Todo suena como1 una vacía disputa verbal: ¿se hace coincidir lo psíquico con lo
consiente o debe extendérselo más allá? No obstante, puedo asegurarles que con
el supuesto de que existen propensos anímicos inconscientes se ha iniciado una
reorientación decisiva en el mundo y en la ciencia. Menos todavía pueden ustedes
sospechar cuan estrecho es el lazo que une esta primera audacia del psicoanálisis
con la segunda, que ahora mencionaré. Este segundo enunciado que el
psicoanálisis proclama como uno de sus hallazgos contiene, en efecto, la
aseveración de que mociones pulsionales que no pueden designarse sino como
sexuales, en sentido estricto y en sentido lato, desempeñan un papel
enormemente grande, hasta ahora no apreciado lo suficiente, en la causación de
las enfermedades nerviosas y mentales. Y, más aún, que esas mismas mociones
sexuales participan, en medida que no debe subestimarse, en las más elevadas
creaciones culturales, artísticas y sociales del espíritu humano. Según mi
experiencia la repulsa por este resultado de la investigación psicoanalítica es la
fuente más importante de la resistencia con que ella ha chocado. ¿Quieren saber
cómo nos explicamos este hecho? Creemos que, bajo el acicate del apremio de la
vida, la cultura fue creada a expensas de la satisfacción pulsional, y en buena
parte es recreada siempre de nuevo en la medida en que los individuos que van
ingresando en la comunidad de los hombres repiten, en favor del todo, ese
sacrificio de satisfacción pulsional. Entre las fuerzas pulsionales así empleadas,
las pertenecientes a las mociones sexuales desempeñan un importante papel; en
ese proceso son sublimadas, vale decir, desviadas de sus metas sexuales y
dirigidas hacia otras, que se sitúan socialmente en un plano más elevado y ya no
son sexuales. Pero esta construcción es lábil; las pulsiones sexuales no quedan
bien domadas, y en todo individuo que debe sumarse a la obra cultural subsiste el
peligro de que sus pulsiones sexuales se rehúsen a ese empleo. La sociedad no
discierne amenaza mayor a su cultura que la eventual emancipación de las
pulsiones sexuales y el regreso de ellas a sus metas originarias.7
Por eso no gusta de que se la alerte sobre esa delicada pieza de su basamento,
no tiene interés alguno en que se reconozca la fuerza de las pulsiones sexuales y
se ponga en claro la importancia que la vida sexual posee para los individuos; más
bien, con propósito pedagógico, opta por desviar la atención de todo ese ámbito.
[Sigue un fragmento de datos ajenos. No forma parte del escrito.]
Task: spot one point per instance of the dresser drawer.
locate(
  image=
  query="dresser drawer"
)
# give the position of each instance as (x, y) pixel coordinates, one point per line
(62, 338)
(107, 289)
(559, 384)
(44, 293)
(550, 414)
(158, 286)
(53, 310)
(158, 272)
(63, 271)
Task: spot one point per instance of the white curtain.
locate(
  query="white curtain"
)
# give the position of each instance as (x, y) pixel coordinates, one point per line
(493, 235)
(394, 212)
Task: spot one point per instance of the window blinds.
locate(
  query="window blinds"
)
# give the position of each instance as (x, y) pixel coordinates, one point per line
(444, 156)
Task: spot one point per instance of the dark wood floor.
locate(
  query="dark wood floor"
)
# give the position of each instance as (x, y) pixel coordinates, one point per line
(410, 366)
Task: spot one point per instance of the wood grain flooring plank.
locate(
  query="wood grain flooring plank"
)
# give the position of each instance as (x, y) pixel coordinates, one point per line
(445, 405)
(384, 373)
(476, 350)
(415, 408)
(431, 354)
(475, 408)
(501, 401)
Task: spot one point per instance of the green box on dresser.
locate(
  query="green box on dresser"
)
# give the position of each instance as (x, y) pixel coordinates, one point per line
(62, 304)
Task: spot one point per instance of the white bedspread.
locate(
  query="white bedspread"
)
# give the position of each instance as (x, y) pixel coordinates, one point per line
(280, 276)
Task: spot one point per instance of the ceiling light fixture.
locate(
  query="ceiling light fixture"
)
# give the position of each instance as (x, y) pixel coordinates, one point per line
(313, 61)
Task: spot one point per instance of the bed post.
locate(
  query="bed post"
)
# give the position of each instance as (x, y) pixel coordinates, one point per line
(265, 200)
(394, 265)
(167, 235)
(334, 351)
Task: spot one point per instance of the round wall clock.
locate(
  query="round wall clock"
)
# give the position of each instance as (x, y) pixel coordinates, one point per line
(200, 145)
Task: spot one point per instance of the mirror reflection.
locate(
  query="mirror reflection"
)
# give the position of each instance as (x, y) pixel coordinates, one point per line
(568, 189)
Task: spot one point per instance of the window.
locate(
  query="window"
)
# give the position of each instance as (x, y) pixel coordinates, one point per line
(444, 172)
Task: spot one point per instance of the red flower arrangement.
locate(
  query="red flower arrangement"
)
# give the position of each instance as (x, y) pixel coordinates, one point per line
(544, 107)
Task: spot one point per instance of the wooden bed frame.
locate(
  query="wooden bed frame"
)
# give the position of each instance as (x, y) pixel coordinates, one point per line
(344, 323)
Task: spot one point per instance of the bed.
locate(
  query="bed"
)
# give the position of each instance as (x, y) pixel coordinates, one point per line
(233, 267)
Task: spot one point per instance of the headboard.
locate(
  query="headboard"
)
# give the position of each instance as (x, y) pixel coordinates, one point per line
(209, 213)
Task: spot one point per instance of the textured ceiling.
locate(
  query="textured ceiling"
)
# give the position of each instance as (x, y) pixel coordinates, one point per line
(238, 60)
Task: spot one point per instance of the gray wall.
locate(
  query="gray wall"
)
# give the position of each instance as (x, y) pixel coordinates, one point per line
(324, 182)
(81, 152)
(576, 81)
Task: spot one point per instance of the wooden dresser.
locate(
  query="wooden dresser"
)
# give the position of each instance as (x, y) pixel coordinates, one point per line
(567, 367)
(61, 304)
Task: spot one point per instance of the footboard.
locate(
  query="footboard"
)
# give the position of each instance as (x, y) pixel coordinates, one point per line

Por eso no soporta el mencionado hallazgo de la investigación psicoanalítica, y
daría cualquier cosa por ponerle el marbete de repulsivo en lo estético, de
vituperable en lo moral, o de peligroso. Pero nada puede hacerse con tales
objeciones contra un hallazgo del trabajo científico que se supone objetivo. Si es
que ha de expresarse en voz alta esa contradicción, debe transponérsela al
ámbito intelectual. Ahora bien, es propio de la naturaleza humana el inclinarse por
tachar de incorrecto algo que no gusta, y después es fácil hallar argumentos en su
contra. La sociedad convierte entonces lo ingrato en incorrecto y pone en
entredicho las verdades del psicoanálisis con argumentos lógicos y fácticos, pero
lo hace a partir de fuentes afectivas y sostiene estas objeciones, en calidad de
prejuicios, contra todo intento de réplica. Ahora bien: nosotros, estimadas señoras
y señores, podemos decir que cuando formulamos ese enunciado que se nos
objeta no perseguíamos ningún propósito tendencioso. No quisimos sino expresar
algo que pertenece al orden de los hechos y que, mediante un empeñoso trabajo,
creímos haber reconocido. Y ahora exigimos también el derecho de mantener
lejos del trabajo científico la injerencia de tales prevenciones prácticas, y ello
incondicionalmente, aun antes de que hayamos averiguado si se justifica o no se
justifica el temor que pretende dictárnoslas.
Muy bien, esas serían algunas de las dificultades que les saldrían al paso si
ustedes se ocuparan del psicoanálisis. Quizás es más que suficiente para
empezar. Si pueden sobreponerse a la impresión que ellas les han causado,
habremos, por nuestra parte, de continuar.